Reading Note: Pixel Objectness

TITLE: Pixel Objectness

AUTHOR: Suyog Dutt Jain, Bo Xiong, Kristen Grauman

ASSOCIATION: The University of Texas at Austin

FROM: arXiv:1701.05349


An end-to-end learning framework for foreground object segmentation is proposed. Given a single novel image, a pixel-level mask is produced for all “object-like” regions even for object categories never seen during training.


Problem Formulation

Given an RGB image of size $m \times n \times c$ as input, the problem is formulated as densely labeling each pixel in the images as eigher “object” or “background”. The output is a binary map of size $m \times n$.


Two different datasets are used including 1) one dataset with explicit boundary-level annotations and 2) one dataset with implicit imagelevel object category annotations.


The network is first trained on a large scale object classification task, such as ImageNet 1000-category classification.

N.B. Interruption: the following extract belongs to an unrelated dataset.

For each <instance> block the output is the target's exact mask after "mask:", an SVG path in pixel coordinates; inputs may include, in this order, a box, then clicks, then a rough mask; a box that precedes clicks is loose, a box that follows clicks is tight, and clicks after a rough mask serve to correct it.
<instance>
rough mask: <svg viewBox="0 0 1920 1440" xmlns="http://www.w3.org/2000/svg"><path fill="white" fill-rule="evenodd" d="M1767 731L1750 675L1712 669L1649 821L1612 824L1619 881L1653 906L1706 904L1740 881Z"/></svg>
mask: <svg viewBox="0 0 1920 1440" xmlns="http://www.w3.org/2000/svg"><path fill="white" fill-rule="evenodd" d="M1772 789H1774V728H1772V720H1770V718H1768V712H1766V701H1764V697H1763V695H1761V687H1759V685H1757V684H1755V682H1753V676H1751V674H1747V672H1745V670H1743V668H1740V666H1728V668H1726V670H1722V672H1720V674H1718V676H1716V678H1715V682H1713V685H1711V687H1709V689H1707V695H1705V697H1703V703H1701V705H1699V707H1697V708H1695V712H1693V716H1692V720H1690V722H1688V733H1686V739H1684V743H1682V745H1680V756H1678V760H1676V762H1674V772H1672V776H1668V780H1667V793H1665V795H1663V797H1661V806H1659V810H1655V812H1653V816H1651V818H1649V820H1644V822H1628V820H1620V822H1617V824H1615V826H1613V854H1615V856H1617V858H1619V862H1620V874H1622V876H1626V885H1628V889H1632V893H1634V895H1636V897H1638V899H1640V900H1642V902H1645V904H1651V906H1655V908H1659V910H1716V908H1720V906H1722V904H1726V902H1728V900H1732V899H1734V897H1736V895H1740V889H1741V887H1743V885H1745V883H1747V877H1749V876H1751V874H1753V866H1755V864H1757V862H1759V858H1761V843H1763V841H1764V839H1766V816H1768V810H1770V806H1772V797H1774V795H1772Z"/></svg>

This stage can be regarded as training on an implicit labeled dataset. Its image representation has a strong notion of objectness built inside it, even though it never observes any segmentation annotations.

Then the network is trained on PASCAL 2012 segmentation dataset, which is an explicit labeled dataset. The 20 object labels are discarded, and mapped instead to the single generic “object-like” (foreground) label for training.